Occasionally, someone asks about a change in a food safety standard or law or expresses they didn’t know about the “new” requirement until an auditor or government inspector told them they were out of compliance. Usually, some investigation indicates the requirement isn’t clearly stated anywhere. This indicates a case of differing interpretations of the same requirement. Additionally, variations in these regulations can differ from state-to-state, county-to-county, and municipality-to-municipality. For instance, one live cockroach may cause different consequences in one location compared to another nearby location. The same is true for flies, mouse droppings, and other pests and pest evidence.
As the U.S. Food and Drug Administration (FDA) starts publishing the new food safety rules, it’s very important to gain proper understanding of what the new requirements mean. In other words, how does each auditor or government inspector interpret the words. Some new food safety inspectors are aggressive and find many violations, based on their interpretation, while some have more experience and are helpful in explaining new requirements and their meaning.

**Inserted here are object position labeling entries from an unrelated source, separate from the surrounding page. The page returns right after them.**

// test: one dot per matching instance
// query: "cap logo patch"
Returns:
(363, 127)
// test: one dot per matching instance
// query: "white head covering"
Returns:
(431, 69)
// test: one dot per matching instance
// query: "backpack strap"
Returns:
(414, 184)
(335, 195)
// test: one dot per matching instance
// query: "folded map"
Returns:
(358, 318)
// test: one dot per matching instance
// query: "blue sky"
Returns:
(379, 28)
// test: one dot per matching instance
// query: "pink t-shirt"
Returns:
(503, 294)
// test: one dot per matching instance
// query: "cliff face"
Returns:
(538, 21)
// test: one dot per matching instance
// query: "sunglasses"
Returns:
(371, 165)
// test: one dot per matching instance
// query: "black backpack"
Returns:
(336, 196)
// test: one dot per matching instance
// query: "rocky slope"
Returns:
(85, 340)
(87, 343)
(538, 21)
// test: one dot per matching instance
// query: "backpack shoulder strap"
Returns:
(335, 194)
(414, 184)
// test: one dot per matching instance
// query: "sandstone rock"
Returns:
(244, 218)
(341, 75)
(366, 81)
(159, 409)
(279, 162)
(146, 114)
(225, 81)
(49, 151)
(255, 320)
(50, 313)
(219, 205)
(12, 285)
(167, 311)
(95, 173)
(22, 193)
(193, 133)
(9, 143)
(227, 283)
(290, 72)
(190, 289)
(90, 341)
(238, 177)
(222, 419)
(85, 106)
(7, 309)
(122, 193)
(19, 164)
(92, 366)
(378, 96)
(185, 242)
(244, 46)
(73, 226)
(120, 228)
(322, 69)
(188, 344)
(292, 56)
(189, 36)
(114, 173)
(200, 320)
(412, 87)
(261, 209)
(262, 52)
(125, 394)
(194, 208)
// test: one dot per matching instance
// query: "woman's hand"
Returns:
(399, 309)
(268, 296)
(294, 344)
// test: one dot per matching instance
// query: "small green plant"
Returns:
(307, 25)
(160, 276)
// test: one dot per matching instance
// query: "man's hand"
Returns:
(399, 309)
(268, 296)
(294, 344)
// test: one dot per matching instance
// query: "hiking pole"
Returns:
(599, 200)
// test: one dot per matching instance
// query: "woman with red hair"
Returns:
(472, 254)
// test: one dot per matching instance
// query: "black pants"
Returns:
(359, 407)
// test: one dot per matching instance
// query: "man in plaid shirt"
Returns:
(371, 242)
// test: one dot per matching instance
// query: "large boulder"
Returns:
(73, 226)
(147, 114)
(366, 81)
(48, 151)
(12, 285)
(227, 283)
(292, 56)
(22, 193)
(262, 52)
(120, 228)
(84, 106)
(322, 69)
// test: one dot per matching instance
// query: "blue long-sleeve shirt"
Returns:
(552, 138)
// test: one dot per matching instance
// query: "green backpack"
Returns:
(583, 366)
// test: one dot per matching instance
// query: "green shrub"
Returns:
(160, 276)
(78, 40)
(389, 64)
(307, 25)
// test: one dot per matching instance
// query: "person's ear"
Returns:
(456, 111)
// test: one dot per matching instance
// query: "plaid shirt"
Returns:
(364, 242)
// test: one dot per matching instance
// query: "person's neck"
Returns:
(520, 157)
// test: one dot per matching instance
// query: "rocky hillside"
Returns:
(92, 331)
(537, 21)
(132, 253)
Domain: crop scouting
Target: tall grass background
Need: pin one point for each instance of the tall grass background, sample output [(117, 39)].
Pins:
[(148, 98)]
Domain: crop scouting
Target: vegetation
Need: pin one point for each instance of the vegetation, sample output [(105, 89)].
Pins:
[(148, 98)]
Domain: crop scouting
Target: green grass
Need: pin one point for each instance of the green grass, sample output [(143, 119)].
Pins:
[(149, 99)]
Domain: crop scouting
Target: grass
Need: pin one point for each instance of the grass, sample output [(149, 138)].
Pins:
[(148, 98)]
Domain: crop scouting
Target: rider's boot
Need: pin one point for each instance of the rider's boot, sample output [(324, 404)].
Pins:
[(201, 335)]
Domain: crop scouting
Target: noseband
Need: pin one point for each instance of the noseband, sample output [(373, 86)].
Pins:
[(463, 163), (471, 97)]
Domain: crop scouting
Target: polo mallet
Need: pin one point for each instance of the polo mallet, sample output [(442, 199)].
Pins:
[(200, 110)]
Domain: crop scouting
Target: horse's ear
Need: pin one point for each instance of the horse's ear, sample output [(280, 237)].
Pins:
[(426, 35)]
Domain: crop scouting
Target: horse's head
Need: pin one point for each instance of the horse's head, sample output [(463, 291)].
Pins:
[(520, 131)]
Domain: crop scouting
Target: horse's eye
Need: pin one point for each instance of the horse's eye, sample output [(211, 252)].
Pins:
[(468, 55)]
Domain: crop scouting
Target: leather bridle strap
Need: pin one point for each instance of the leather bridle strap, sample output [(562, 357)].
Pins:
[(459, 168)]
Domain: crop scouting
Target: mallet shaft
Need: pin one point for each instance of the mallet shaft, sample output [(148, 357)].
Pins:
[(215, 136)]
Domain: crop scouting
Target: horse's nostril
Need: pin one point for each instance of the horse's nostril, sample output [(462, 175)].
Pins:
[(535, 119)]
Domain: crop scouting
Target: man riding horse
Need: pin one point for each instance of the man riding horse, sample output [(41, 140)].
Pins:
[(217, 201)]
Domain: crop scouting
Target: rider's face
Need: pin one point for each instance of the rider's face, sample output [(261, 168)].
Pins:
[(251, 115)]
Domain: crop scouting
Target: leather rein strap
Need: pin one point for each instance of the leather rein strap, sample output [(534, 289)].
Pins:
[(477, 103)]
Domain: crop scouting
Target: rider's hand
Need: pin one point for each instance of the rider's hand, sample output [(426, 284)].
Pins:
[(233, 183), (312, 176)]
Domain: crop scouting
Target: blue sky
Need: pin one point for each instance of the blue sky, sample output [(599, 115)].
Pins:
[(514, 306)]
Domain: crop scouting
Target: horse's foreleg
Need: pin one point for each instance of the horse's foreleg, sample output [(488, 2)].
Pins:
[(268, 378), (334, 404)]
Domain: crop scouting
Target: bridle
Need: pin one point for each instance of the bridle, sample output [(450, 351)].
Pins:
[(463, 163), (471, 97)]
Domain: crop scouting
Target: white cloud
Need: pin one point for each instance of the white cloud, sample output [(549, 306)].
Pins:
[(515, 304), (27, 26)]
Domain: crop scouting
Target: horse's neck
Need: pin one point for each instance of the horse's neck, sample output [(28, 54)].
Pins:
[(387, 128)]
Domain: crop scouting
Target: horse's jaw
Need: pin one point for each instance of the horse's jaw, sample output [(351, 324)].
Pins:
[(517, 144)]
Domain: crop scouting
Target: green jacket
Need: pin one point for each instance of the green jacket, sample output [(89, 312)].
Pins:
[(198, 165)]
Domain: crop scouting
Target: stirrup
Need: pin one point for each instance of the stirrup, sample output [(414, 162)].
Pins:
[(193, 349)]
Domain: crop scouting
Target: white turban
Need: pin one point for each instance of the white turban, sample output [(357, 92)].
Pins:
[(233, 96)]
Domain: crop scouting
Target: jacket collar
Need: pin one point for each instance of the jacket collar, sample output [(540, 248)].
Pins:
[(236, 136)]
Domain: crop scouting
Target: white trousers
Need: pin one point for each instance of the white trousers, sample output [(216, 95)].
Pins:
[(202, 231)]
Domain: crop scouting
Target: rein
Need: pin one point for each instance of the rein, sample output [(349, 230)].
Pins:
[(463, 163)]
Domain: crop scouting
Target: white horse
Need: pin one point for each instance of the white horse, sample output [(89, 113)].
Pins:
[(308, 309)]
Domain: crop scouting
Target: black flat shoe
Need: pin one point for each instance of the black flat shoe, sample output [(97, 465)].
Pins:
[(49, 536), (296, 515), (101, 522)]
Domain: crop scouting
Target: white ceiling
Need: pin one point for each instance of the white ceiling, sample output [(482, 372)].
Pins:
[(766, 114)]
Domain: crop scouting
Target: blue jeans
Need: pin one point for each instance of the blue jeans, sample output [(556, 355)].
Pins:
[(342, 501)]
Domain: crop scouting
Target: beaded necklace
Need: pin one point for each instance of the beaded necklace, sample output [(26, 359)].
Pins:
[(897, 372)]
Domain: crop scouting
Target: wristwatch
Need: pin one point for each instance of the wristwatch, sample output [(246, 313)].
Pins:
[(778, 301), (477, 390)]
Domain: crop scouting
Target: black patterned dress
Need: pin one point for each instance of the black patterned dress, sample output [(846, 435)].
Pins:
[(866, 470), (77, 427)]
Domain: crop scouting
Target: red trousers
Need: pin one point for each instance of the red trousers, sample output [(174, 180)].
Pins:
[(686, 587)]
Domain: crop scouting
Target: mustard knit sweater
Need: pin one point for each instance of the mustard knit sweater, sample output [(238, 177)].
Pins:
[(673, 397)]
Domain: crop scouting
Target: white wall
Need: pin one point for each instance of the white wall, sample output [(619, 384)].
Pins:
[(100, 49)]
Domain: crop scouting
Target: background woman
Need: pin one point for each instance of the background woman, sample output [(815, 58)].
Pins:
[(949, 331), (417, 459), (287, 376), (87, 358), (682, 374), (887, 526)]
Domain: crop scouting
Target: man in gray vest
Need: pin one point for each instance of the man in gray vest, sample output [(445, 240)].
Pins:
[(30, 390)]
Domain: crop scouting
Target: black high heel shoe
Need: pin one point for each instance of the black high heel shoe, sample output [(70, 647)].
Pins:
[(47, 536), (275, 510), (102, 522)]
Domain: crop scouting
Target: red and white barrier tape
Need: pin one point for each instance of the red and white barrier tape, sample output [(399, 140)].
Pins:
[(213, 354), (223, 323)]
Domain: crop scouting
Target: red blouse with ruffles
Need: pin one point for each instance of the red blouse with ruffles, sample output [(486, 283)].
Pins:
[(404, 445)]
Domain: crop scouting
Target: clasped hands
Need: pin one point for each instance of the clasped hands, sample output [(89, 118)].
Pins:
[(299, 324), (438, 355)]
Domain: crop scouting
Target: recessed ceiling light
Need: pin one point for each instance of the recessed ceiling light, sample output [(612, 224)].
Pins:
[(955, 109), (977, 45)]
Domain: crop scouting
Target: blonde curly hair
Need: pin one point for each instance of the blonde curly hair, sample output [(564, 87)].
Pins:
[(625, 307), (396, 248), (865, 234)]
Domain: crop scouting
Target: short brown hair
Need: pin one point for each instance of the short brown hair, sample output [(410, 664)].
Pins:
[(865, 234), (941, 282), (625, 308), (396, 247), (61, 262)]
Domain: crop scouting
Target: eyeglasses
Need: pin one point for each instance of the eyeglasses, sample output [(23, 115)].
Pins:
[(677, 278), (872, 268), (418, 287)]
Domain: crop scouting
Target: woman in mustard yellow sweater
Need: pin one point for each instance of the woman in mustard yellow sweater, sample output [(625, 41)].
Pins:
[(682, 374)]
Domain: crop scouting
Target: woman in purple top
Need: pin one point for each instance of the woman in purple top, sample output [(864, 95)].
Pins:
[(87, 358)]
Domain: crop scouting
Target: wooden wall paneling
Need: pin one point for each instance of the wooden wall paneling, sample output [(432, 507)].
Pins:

A Few Tips to Help Meet Regulations
While it is important to know your rights, and it is fully acceptable to ask to see the requirement in the standards or the regulations, it is important to do this in a way that is diplomatic and clearly defined. Here are a few tips:
- Lay the ground work for good communication by meeting the auditor or inspector and being present during your facility audit.
- Know that it is fair to ask to see the requirement in the standards or the regulations. If it is a new rule, they will inform you on how to address it properly. If it’s a new interpretation of an old regulation, you’ll be able to define how your inspector interprets the words.
- Keep thorough notes. Document the inspector’s name and all concerns noted, so you have a written record. If the FDA should institute an enforcement action you’ll have the identity of the inspector and details of the issue for use in a deposition. A written record also lays out an understanding between both parties. When done respectfully, this can go a long way to providing a clear understanding.
The FDA is continually updating their rules and requirements. This can be challenging for everyone involved. Patience, respect, and clear communication go a long way to making regulatory compliance a smoother process.